N3Xu5Cr4Ck37

**Name of the Vulnerable Software and Affected Versions** Codezips Online Shopping Portal version 1.0 **Description** A vulnerability was found in the Codezips Online Shopping Portal, affecting an unknown functionality of the file insert-product.php. The manipulation of the `productimage1`, `productimage2`, and `productimage3` arguments leads to unrestricted upload. The attack can be launched remotely. **Recommendations** For Codezips Online Shopping Portal version 1.0, consider restricting access to the insert-product.php file to minimize the risk of exploitation. As a temporary workaround, avoid using the `productimage1`, `productimage2`, and `productimage3` arguments in the affected functionality until a patch is available.

**Name of the Vulnerable Software and Affected Versions** Codezips Internal Marks Calculation version 1.0 **Description** A critical vulnerability has been found in the software, affecting an unknown function of the file index.php. The manipulation of the `tid` argument leads to SQL injection, allowing for remote attacks. The exploit has been publicly disclosed. **Recommendations** For Codezips Internal Marks Calculation version 1.0, consider disabling the unknown function in the file index.php that is affected by the SQL injection vulnerability until a patch is available. Restrict access to the `tid` argument to minimize the risk of exploitation. At the moment, there is no information about a newer version that contains a fix for this vulnerability.

**Name of the Vulnerable Software and Affected Versions** itsourcecode Online Food Ordering System version 1.0 **Description** A critical issue has been found in the itsourcecode Online Food Ordering System, where an unknown function of the file editproduct.php is affected. The manipulation of the `photo` argument leads to unrestricted upload. This issue can be exploited remotely. **Recommendations** For itsourcecode Online Food Ordering System version 1.0, consider disabling the file editproduct.php or restricting access to it until a patch is available. Avoid using the `photo` argument in the affected file to minimize the risk of exploitation. At the moment, there is no information about a newer version that contains a fix for this issue.

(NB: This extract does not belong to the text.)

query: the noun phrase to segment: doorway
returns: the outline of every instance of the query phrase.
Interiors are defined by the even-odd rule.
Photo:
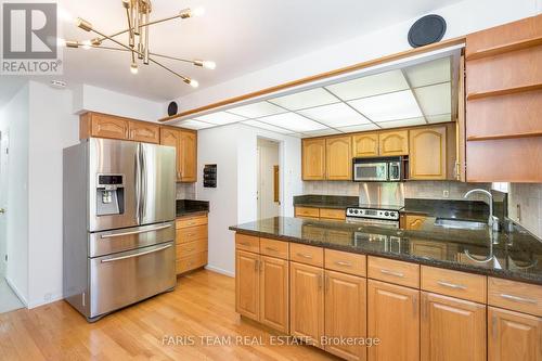
[[[258,219],[281,214],[279,142],[258,138]]]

**Name of the Vulnerable Software and Affected Versions** Bethesda Online Reservation System version 1.0 **Description** A critical issue has been found in the Bethesda Online Reservation System, affecting some unknown functionality of the file controller.php. The manipulation of the `rmtype id` argument leads to sql injection. The attack can be launched remotely. **Recommendations** For version 1.0, consider restricting access to the `controller.php` file to minimize the risk of exploitation. As a temporary workaround, avoid using the `rmtype id` argument in the affected functionality until a patch is available.

Name of the Vulnerable Software and Affected Versions: Simple Online Hotel Reservation System version 1.0 Description: A critical issue has been identified, affecting the file index.php. The manipulation of the `username` argument leads to SQL injection. This issue can be exploited remotely. Recommendations: For Simple Online Hotel Reservation System version 1.0, consider restricting access to the `index.php` file until a fix is available. As a temporary workaround, avoid using the `username` argument in the affected file to minimize the risk of exploitation. At the moment, there is no information about a newer version that contains a fix for this issue.

**Name of the Vulnerable Software and Affected Versions** Ruijie RG-UAC version 1.0 **Description** A critical issue has been found in the function `get ip addr details` of the file `/view/dhcp/dhcpConfig/commit.php`. The manipulation of the argument `ethname` leads to os command injection. The attack may be launched remotely. The exploit has been disclosed to the public and may be used. **Recommendations** As a temporary workaround, consider disabling the `get ip addr details` function until a patch is available. Restrict access to the `/view/dhcp/dhcpConfig/commit.php` file to minimize the risk of exploitation. Avoid using the parameter `ethname` in the affected API endpoint until the issue is resolved. At the moment, there is no information about a newer version that contains a fix for this vulnerability.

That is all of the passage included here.